Gien adds that a bounded context is a tool to manage complexity: an explicit boundary you design in which you solve a specific problem. Kenny notes that subdomains and bounded contexts don't need to have a one-to-one relationship — just as country borders don't align with language boundaries.
3. The Organisational Dimension
A recurring theme is the tension between organisational structure and software design. Domains in the DDD sense are design tools — not org chart boxes. In large enterprises, what people call "domains" often reflects budgets and reporting lines, not knowledge boundaries.
Kenny shares a practical example from DHL: address validation was happening too late in the parcel processing workflow, causing costly failures. By moving the relevant bounded contexts earlier in the value stream and aligning two teams around the combined problem, they were able to optimise end-to-end. Sometimes the right move is to shift a bounded context across domain or team boundaries — even if the naming doesn't follow.
4. Focus on Interaction, Not Structure
Both Kenny and Gien argue that the field over-focuses on structure — defining bounded contexts and subdomains — at the expense of understanding interactions between them. Kenny draws a parallel to object-oriented design (where the original intent was about how objects interact, not the objects themselves) and Team Topologies (where the real insight is about team interaction modes, not team types).
Gien describes the goal as "Goldilocks bounded contexts" — big enough to model a coherent domain and language, small enough that complexity doesn't collapse into the interactions between contexts.
5. Naming Bounded Contexts
Both hosts agree: name towards the problem, not the solution. Gien recommends using verbs rather than nouns — "invoicing" rather than "invoice" — to keep teams focused on the sub-process rather than drifting into aggregate-level thinking.
Kenny's heuristic is to start with a deliberately long, problem-focused name. His cinema example: instead of "seat reservation," start with "filling up the cinema for a movie screening." The verbosity forces a richer problem conversation, and the name can be shortened later once the real problem is understood.
Key tactics mentioned:
Postpone naming until the problem is well understood
If a team settles on a name too early, introduce competing names to provoke rethinking
Use placeholder names (even absurd ones like "B&B Full of Love") to discourage premature attachment
Chaos breeds creativity — structure too soon and you close off better solutions
6. Common Frustrations (Rant Away)
Kenny's main frustrations with how DDD is practised:
Teams jump to solutions before understanding problems in detail — they know something causes errors but haven't mapped how or why
People claim to do DDD but haven't spoken to a domain expert recently
Engineers create concept names that have no meaning to the business (e.g. "refactor pattern manager class"), breaking the feedback loop that DDD depends on
The business also needs to adapt its language — DDD is a two-way process, and that's socially hard
7. What Satisfying Software Looks Like
Kenny describes a team of 14 that migrated a big ball of mud into 14 bounded contexts over 18 months.
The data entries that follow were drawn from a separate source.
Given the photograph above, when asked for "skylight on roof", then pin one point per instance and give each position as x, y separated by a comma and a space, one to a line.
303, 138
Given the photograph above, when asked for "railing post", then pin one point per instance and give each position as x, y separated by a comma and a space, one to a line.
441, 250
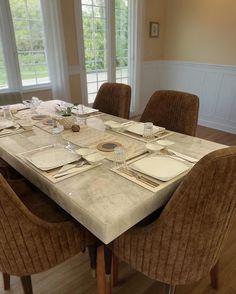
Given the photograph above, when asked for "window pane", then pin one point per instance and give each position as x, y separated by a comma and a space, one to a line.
94, 27
3, 75
122, 37
29, 34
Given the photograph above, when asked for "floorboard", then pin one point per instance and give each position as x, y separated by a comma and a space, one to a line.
74, 276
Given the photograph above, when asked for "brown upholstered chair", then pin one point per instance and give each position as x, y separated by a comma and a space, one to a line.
10, 98
185, 243
114, 99
176, 111
35, 234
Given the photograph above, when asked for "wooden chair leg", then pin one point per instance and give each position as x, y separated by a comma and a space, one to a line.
115, 270
92, 249
214, 273
26, 284
108, 262
101, 281
170, 289
6, 281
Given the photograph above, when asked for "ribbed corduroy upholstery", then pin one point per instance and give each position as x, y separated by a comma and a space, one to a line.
31, 245
10, 98
184, 244
176, 111
114, 99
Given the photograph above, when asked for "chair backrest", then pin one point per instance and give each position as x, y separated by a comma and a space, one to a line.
196, 221
23, 236
114, 99
10, 98
176, 111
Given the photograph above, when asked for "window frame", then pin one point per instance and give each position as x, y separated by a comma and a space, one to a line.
10, 54
110, 46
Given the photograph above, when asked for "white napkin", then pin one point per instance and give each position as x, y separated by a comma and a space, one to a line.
188, 158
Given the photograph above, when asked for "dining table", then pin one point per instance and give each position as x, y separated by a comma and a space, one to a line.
100, 197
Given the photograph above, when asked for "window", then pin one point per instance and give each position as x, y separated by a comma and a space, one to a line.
105, 31
94, 27
3, 75
122, 37
23, 33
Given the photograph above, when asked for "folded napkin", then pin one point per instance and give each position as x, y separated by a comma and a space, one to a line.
186, 157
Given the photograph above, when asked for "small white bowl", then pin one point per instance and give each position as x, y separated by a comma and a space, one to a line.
84, 151
94, 158
117, 127
153, 147
165, 142
26, 124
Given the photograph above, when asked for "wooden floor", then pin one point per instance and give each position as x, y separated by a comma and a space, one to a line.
74, 277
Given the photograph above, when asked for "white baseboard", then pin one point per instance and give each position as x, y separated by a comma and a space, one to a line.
214, 84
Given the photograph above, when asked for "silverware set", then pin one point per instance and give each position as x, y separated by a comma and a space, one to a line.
138, 176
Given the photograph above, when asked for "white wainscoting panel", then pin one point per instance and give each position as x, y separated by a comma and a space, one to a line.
214, 84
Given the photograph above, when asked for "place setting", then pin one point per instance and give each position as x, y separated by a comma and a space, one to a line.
145, 132
155, 168
58, 162
78, 110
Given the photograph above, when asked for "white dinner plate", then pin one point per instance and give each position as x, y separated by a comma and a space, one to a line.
4, 124
160, 167
139, 127
165, 142
86, 110
52, 158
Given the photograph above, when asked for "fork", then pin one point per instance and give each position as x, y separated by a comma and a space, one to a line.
138, 177
63, 172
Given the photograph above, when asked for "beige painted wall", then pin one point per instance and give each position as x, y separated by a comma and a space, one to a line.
200, 31
153, 47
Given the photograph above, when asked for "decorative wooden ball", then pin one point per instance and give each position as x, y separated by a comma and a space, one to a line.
75, 128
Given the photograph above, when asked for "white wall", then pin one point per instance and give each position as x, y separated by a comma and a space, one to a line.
214, 84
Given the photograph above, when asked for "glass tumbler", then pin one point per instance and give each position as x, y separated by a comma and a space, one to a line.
7, 113
120, 157
148, 130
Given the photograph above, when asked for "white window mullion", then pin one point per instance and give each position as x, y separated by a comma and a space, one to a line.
135, 52
80, 45
111, 40
9, 47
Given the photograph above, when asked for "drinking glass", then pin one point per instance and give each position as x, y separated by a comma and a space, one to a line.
120, 157
148, 130
7, 113
79, 114
56, 131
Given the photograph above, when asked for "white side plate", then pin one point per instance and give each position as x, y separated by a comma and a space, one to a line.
160, 167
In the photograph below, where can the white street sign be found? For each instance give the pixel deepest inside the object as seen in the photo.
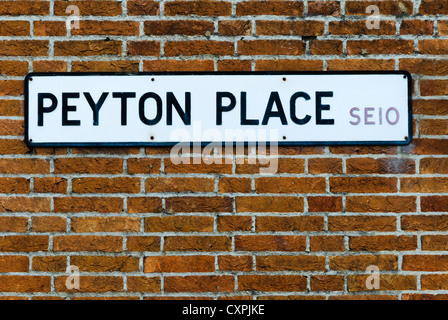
(313, 108)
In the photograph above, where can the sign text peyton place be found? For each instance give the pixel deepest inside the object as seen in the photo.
(309, 108)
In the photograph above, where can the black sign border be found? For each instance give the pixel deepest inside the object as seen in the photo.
(28, 78)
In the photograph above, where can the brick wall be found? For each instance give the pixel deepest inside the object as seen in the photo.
(139, 226)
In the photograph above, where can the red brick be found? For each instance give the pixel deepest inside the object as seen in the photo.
(270, 243)
(179, 264)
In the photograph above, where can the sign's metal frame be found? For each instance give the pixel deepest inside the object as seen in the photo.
(405, 74)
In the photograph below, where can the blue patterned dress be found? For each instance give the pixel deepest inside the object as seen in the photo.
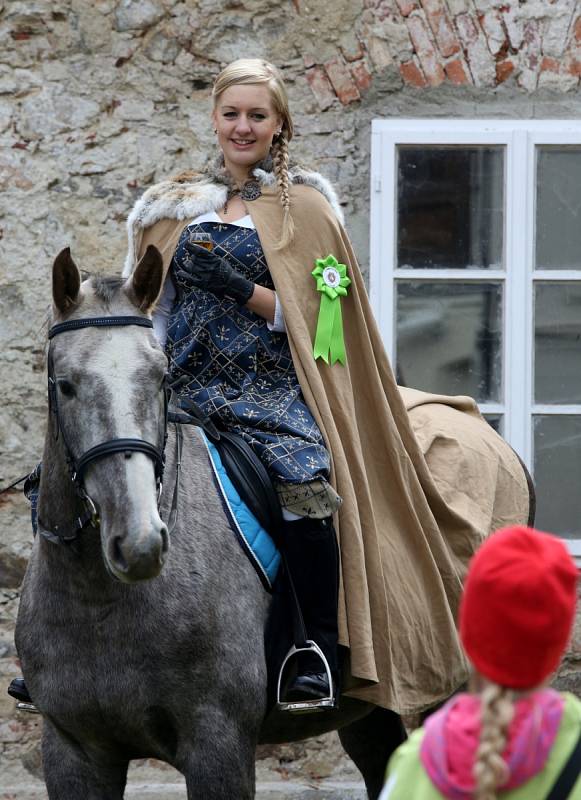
(240, 372)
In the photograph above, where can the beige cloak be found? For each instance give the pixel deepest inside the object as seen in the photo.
(417, 498)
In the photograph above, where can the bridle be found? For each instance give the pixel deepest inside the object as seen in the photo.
(77, 465)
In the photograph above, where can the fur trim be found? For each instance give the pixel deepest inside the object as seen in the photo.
(188, 195)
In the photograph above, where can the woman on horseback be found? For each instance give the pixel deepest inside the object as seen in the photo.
(272, 334)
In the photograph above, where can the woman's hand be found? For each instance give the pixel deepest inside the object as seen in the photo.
(205, 270)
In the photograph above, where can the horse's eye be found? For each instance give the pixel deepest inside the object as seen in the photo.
(66, 388)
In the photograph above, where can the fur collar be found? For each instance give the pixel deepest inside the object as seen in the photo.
(190, 194)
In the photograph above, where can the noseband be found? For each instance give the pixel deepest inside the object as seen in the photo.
(78, 465)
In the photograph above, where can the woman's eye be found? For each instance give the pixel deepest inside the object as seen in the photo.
(66, 388)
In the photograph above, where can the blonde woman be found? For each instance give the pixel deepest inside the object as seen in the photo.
(245, 340)
(512, 737)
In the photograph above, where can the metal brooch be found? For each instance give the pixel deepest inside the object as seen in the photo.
(250, 191)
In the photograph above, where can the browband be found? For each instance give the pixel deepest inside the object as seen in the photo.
(98, 322)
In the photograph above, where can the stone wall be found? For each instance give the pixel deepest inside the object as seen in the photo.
(99, 100)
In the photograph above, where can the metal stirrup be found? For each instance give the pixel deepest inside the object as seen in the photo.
(304, 706)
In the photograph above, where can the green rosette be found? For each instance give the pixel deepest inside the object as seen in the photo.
(332, 282)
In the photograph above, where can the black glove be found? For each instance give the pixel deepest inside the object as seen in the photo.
(205, 270)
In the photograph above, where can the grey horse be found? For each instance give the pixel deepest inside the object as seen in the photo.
(132, 646)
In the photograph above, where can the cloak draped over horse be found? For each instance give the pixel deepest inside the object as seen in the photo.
(420, 491)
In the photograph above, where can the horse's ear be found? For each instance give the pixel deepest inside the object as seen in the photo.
(66, 281)
(144, 284)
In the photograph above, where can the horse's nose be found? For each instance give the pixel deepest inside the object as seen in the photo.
(140, 556)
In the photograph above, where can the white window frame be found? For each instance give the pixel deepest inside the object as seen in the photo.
(520, 138)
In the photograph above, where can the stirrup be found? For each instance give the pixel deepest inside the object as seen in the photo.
(306, 706)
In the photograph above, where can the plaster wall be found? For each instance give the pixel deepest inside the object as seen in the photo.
(100, 100)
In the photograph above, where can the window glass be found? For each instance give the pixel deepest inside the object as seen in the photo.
(558, 212)
(449, 337)
(557, 342)
(495, 421)
(557, 471)
(450, 207)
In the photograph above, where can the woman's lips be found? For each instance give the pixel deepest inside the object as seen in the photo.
(241, 145)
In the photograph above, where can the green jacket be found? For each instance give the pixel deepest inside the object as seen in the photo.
(407, 779)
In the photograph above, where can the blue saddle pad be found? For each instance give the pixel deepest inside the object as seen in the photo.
(254, 539)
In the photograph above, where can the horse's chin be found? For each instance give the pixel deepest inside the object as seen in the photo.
(135, 558)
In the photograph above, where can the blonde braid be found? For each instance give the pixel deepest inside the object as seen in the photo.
(490, 769)
(280, 160)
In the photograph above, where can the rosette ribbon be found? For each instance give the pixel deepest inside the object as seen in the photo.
(332, 282)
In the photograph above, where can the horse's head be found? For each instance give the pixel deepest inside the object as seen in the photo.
(108, 384)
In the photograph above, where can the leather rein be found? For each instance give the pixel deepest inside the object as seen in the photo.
(78, 465)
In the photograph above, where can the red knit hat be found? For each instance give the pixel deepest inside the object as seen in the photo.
(518, 606)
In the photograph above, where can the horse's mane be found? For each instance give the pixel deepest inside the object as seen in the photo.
(106, 286)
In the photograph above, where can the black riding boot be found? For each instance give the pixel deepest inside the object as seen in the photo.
(312, 557)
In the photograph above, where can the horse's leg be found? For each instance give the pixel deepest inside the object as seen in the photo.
(220, 762)
(369, 742)
(70, 775)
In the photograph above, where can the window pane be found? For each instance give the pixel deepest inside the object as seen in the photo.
(557, 470)
(558, 342)
(450, 203)
(558, 232)
(495, 421)
(449, 337)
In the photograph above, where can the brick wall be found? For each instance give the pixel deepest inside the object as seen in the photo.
(99, 100)
(430, 42)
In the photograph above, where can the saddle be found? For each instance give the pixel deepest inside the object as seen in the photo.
(242, 465)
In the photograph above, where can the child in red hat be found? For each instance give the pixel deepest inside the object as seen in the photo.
(512, 737)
The defining moment: the team spotted a drop in a business metric on their dashboard, traced it to a typo in the code, fixed it in production within minutes — all without users noticing and without a single technical conversation. They spoke entirely in business terms.
The product owner brought opportunities; the engineers brought data and domain knowledge. No scrum ceremony. No backlog management. Just a shared understanding of the problem and the autonomy to act on it. For Kenny, that's the full picture of satisfying software.